La comunicación es, desde la perspectiva del Dr. Eduardo Jahn, médico internista e investigador en neurociencias, un fenómeno neuroquímico y entre sistemas neuroquímicos;  es decir, quien comunica influye en un sistema que va a reaccionar de manera específica según el estímulo recibido. Esto significa que si el mensaje ha sido construido de manera apropiada, verbal y no verbalmente, sin duda tendrá el efecto que el emisor pretende, logrando así mayor efectividad en el logro de su objetivo.

Para ello, debemos tomar en cuenta la estructura del cerebro humano, el cual  posee una gran capacidad para recibir información a través de los sentidos, y racionalizarla a través de los que se denomina el Neo-Cortex o la nueva corteza cerebral,  ese espacio donde se procesa el pensamiento complejo que es capaz de comprender ingentes cantidades de reportes, presentaciones PPT, documentos y tablas de Excel, para quienes estamos acostumbrados al mundo corporativo.
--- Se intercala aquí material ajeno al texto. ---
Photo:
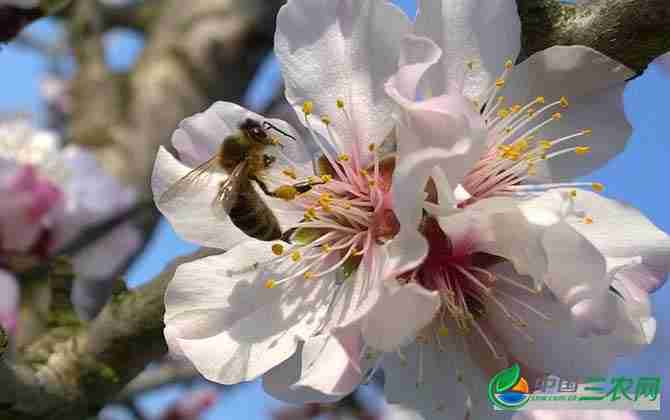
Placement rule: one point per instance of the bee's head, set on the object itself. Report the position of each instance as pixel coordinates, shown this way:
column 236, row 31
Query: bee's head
column 255, row 130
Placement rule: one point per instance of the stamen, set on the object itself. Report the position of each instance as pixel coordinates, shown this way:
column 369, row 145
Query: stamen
column 308, row 107
column 278, row 249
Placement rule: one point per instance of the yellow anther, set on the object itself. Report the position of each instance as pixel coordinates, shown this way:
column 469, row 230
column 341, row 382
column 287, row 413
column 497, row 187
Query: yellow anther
column 521, row 145
column 290, row 173
column 308, row 107
column 325, row 204
column 582, row 150
column 286, row 192
column 310, row 214
column 343, row 158
column 278, row 249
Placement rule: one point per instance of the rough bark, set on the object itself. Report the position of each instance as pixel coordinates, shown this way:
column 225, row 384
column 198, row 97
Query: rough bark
column 633, row 32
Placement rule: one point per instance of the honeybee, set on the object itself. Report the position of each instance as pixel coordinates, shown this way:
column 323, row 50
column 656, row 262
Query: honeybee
column 242, row 156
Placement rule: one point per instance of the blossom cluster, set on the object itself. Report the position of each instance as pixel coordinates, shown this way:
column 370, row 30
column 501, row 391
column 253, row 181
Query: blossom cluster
column 442, row 232
column 50, row 193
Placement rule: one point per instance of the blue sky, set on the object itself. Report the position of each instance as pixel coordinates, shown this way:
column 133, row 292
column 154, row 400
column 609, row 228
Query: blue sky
column 637, row 176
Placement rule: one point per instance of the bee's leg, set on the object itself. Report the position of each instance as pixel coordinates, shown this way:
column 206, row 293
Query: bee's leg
column 261, row 184
column 287, row 192
column 268, row 160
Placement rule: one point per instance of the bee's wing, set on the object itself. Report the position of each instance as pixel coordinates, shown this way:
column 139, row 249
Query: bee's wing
column 229, row 190
column 197, row 178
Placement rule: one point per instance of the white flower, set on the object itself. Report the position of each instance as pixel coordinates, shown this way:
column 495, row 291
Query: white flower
column 264, row 305
column 526, row 268
column 60, row 191
column 9, row 301
column 555, row 116
column 485, row 263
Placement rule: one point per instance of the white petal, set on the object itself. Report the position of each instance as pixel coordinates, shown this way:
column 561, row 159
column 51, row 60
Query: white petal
column 497, row 226
column 9, row 300
column 576, row 270
column 558, row 345
column 319, row 371
column 386, row 328
column 633, row 244
column 191, row 216
column 485, row 31
column 339, row 49
column 221, row 307
column 448, row 122
column 409, row 182
column 593, row 85
column 417, row 55
column 429, row 379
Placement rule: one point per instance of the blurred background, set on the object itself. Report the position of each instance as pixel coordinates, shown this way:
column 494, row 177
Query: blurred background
column 35, row 70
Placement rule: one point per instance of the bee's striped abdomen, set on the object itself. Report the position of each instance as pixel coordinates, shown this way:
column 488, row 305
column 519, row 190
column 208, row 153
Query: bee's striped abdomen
column 252, row 216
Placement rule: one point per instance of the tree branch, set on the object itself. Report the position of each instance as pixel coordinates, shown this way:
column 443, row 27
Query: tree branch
column 193, row 56
column 633, row 32
column 72, row 372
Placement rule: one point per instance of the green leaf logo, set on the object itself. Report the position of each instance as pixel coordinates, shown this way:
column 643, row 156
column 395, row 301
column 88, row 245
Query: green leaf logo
column 507, row 378
column 503, row 381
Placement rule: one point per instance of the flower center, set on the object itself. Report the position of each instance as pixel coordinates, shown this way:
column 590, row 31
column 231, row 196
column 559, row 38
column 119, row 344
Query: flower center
column 466, row 284
column 514, row 147
column 347, row 210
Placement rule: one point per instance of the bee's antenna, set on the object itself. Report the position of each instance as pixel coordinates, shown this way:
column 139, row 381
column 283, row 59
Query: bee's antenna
column 267, row 125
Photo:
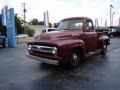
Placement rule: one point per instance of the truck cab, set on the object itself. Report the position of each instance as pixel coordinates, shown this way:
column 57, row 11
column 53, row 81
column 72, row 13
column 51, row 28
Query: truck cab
column 74, row 40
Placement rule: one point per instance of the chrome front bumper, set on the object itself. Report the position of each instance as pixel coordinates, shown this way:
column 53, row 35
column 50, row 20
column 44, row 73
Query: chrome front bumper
column 49, row 61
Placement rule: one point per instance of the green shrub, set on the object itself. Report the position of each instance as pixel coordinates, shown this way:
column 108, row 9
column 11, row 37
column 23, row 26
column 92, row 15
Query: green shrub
column 30, row 32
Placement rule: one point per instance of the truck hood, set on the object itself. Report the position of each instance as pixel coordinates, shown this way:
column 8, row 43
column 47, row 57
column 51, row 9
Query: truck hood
column 55, row 35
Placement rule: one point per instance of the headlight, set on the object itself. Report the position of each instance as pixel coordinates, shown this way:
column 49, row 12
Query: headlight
column 54, row 51
column 29, row 47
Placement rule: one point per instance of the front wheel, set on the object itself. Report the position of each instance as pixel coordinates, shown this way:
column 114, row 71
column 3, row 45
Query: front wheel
column 104, row 50
column 76, row 59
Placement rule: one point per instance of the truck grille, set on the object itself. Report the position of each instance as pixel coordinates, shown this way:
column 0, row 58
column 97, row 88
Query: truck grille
column 46, row 49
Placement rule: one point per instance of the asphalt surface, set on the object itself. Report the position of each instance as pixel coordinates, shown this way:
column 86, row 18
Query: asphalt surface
column 17, row 72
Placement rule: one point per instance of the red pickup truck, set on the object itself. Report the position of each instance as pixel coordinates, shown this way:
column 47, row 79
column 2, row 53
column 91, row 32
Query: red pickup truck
column 74, row 40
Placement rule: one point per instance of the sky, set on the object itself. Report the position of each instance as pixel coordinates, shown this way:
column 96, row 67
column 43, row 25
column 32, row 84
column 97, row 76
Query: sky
column 60, row 9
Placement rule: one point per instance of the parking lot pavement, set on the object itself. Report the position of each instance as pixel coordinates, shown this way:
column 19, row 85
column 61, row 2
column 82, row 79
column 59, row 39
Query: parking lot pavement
column 17, row 72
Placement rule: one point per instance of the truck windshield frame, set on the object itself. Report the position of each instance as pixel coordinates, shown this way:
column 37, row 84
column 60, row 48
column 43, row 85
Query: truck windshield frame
column 71, row 25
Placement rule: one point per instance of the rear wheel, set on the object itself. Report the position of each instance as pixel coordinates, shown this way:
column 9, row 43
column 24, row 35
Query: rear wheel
column 103, row 52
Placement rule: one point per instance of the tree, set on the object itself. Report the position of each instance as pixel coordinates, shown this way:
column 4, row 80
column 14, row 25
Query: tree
column 34, row 21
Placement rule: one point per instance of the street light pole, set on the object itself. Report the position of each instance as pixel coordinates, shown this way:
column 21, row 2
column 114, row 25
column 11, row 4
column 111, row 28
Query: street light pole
column 24, row 16
column 113, row 17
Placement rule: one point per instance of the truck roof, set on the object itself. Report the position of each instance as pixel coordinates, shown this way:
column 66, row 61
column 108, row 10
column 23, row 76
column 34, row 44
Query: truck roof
column 76, row 18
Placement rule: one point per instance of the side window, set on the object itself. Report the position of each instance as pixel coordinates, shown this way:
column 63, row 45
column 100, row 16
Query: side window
column 89, row 25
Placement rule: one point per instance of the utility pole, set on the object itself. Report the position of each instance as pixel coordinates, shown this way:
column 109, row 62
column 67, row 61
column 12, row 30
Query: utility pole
column 111, row 6
column 113, row 18
column 24, row 15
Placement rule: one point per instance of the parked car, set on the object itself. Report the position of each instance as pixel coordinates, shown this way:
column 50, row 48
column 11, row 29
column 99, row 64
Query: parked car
column 103, row 29
column 114, row 32
column 74, row 40
column 2, row 41
column 49, row 29
column 22, row 36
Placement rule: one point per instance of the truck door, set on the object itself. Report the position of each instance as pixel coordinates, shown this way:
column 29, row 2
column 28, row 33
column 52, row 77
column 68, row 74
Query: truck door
column 90, row 36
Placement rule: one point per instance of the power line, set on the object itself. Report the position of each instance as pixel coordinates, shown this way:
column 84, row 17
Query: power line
column 24, row 15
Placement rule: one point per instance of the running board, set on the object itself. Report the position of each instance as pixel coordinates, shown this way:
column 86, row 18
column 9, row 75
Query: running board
column 92, row 53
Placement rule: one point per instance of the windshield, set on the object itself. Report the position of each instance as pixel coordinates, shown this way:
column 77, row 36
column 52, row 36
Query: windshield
column 70, row 25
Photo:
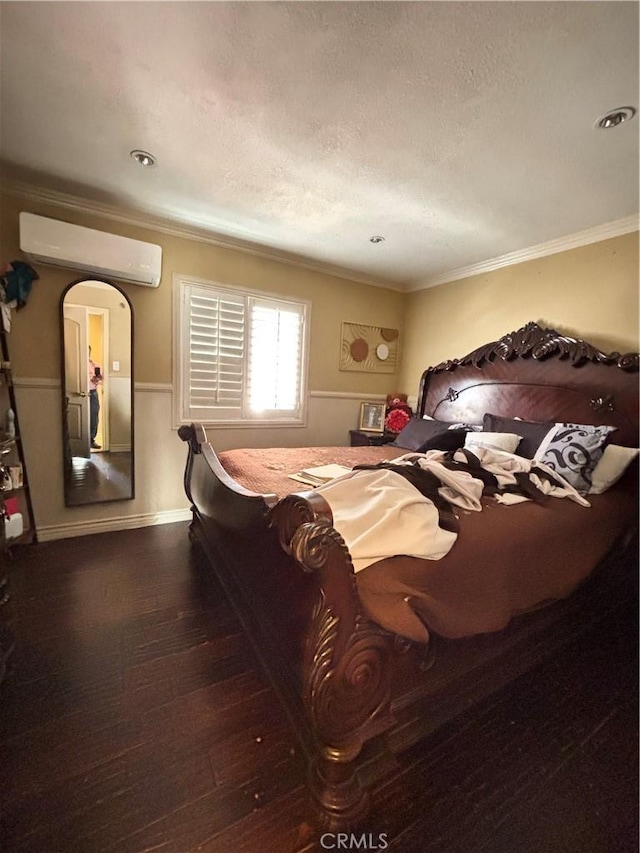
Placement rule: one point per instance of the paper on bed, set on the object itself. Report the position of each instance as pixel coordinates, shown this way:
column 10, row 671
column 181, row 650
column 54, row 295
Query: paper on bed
column 321, row 474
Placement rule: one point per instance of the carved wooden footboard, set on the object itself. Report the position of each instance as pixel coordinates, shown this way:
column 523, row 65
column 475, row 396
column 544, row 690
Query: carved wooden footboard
column 329, row 663
column 347, row 660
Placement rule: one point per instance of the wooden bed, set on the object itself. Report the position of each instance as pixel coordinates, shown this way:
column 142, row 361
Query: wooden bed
column 357, row 692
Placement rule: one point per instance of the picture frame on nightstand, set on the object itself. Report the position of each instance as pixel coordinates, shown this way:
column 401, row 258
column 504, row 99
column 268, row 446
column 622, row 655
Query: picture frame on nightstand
column 372, row 417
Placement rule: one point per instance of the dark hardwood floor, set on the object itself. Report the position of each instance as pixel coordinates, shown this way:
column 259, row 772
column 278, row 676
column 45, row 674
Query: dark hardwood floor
column 134, row 717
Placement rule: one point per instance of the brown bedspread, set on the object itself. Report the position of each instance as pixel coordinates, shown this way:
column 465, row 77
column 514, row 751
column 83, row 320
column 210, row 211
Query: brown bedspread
column 507, row 559
column 266, row 470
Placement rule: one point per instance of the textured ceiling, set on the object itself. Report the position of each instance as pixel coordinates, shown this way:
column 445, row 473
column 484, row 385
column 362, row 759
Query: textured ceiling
column 458, row 131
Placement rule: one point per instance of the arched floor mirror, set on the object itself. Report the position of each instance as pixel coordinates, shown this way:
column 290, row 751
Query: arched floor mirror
column 97, row 393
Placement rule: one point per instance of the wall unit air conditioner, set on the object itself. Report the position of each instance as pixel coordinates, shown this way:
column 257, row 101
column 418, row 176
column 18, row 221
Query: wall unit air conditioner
column 61, row 244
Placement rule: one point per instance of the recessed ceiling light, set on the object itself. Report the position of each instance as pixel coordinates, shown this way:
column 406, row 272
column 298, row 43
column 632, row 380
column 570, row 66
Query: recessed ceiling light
column 615, row 117
column 144, row 158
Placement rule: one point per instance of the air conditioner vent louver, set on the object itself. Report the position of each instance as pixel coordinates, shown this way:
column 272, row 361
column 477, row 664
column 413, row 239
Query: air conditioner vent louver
column 61, row 244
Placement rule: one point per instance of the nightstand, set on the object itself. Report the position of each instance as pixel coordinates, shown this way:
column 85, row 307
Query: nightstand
column 359, row 438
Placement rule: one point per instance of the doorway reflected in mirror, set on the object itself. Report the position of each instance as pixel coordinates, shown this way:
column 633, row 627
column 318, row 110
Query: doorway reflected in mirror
column 97, row 393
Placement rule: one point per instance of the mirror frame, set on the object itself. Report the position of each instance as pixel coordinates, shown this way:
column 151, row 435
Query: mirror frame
column 87, row 278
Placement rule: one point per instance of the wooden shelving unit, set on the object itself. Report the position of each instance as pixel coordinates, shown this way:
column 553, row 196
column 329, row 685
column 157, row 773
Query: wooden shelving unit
column 12, row 455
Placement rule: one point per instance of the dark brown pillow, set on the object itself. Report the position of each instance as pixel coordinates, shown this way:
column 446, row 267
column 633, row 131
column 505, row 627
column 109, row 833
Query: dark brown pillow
column 421, row 435
column 532, row 432
column 417, row 432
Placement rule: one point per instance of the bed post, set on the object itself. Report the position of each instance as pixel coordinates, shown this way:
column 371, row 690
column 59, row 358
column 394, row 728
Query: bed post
column 346, row 671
Sin embargo, solemos olvidar que ese mismo cerebro, requiere de imágenes, afectos y de una sensación de seguridad que le permita entablar un intercambio que resulte memorable, deseable y de impacto.

La teoría del “Cerebro Triúnico” propuesta por Paul MacLean, y aún debatida, ayuda a comprender desde la perspectiva de un comunicador eficaz,  la importancia de ir más allá de la data dura que se procesa en el Neo-Cortex, y de cómo atender al cerebro límbico y reptiliano que cada uno de nosotros posee: uno que busca emociones y empatía, y otro que  busca constantemente la seguridad en tiempo y espacio.

Frente a esta estructura del cerebro y la complejidad neuroquímica de su interior, todo buen comunicador debe darse a la tarea de construir narrativas que estimulen a su audiencia, con aproximaciones que capturen e historias que construyan imágenes lo suficientemente impactantes como para que resulten memorables, liberando así, el cortisol y la oxitocina necesaria para generar la atención y empatía que se necesita.

Así también, cobran especial relevancia los elementos emocionales dentro del discurso,  que se constituyen en espacios donde el comunicador busca generar empatía con su interlocutor, bien sea a través de experiencias personales, ejemplos o anécdotas que permitan transmitir el mensaje de fondo, basados en una plataforma emocional que asegure su impacto y recordación.

Una comunicación consciente de estos elementos, procurará condicionar la respuesta  de esa otra persona quien, seguramente, hará un balance entre lo emocional y lo racional para tomar una decisión.  Por ello, no debemos subestimar el peso que tiene la emoción al  momento de empujar esa última decisión. ¿Cuántas veces hemos tomado una decisión al calor del momento, que tal vez, cuando la pensamos en frío, debimos haber hecho otra cosa?  ¿Les ha pasado?